In contrast to the earlier scenes, I
think that on this point Western sympathies are with Aoyama who
merely left out extraneous qualifiers while declaring his love to the
woman of his dreams. On the other hand, in Western society, a woman
demanding that a man declare his love for “only me” would be seen
as a gigantic red flag that the woman was emotionally unstable, and
likely to be extremely jealous.
While it’s only in the last act of
the film that Asami becomes a direct physical threat, she easily
makes this the most memorable part. The comparison to Misery
is obvious, particularly when Asami removes Aoyama’s feet with
razor wire to keep him immobile. However, I found Asami to be far
more frightening that Annie Wilkes. This is likely a case in which
the film’s cultural divide works to its advantage. Asami, unlike
Annie, never yells or screams. She giggles while torturing Aoyama,
retaining her poise and grace in a way that seems unnerving to
American viewers.
The final act of the movie does an
excellent job of playing with the viewer’s perception of reality.
We’re treated to Aoyama having fantasies, or perhaps visions, that
we can tell are in his head, mixed with other increasingly ambiguous
imagery.
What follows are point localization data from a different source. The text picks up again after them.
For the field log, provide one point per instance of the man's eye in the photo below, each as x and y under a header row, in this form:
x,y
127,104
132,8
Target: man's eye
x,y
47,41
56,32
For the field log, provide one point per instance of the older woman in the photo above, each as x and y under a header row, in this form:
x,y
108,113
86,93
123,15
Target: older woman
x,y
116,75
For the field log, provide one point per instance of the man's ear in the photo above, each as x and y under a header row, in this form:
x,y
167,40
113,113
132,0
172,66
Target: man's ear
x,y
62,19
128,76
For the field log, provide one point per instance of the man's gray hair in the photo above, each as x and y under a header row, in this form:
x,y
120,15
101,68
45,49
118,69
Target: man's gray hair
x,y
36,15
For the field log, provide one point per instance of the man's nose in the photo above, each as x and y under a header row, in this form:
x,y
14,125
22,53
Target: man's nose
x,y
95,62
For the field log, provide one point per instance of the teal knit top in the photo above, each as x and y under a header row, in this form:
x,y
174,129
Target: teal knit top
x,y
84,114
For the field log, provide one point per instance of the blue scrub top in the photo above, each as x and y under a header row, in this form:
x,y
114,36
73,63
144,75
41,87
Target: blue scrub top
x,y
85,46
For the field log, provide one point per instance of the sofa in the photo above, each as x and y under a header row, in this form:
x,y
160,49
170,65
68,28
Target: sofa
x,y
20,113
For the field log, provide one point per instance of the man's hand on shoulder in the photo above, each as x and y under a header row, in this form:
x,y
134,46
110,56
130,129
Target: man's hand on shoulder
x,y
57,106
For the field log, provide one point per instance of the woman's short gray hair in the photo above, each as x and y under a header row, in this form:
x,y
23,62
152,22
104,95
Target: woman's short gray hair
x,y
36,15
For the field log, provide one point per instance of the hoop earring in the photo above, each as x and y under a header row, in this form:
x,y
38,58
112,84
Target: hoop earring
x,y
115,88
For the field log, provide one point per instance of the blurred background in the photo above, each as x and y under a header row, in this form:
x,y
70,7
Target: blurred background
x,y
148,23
However, even the most obvious hallucinations raise further
questions.
A good example of this is Asami’s
bagman. He seems to simply appear to Aoyama, and then disappear at
one point. However, Aoyama never encountered him outside of his
delusions. So how would Aoyama’s unconscious mind be aware of him,
unless the entire concept of Asami holding a man hostage in a bag was
all part of some elaborate fantasy? Hell, earlier in the film,
before the hallucinations were implied to have begun, Aoyama
interacts with Asami’s stepfather who she murders in flashback.
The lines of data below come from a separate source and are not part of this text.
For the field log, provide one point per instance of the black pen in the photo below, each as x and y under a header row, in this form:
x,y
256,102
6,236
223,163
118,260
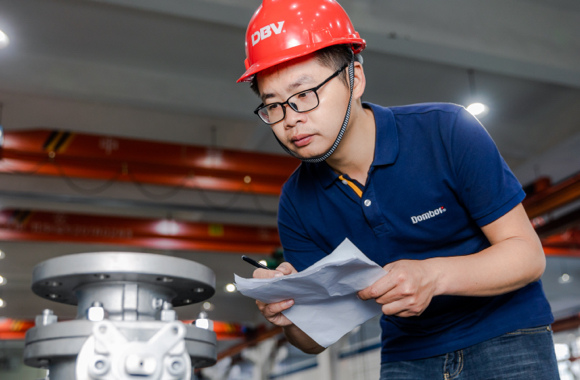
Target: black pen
x,y
254,262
Probably the most clever trick the
director pulls is to show Aoyama hallucinating himself next to Asami
in bed, trying to escape from the pain... or perhaps just waking up
from a guilt-ridden nightmare, only to drift back to sleep and finish
out the dream. While simply having the movie be a dream would have
been a cheap cop-out, leaving us there staring and wondering
certainly gives an added edge to everything.
The mindscrew continues right up until
the very end of the film where Asami is knocked down the stairs by
Aoyama’s son and paralyzed. She begins to speak to Aoyama,
repeating her words from their second date... or she’s dead and
Aoyama is hallucinating... or this is all a bad dream.
You can probably already tell that I
could easily write a book going through this movie scene-by-scene to
determine exactly what it means. However, the biggest question is
simply whether or not it’s scary. And the answer is yes,
absolutely, unquestionably, this movie will scare you. See it if and
only if that’s what you’re looking for.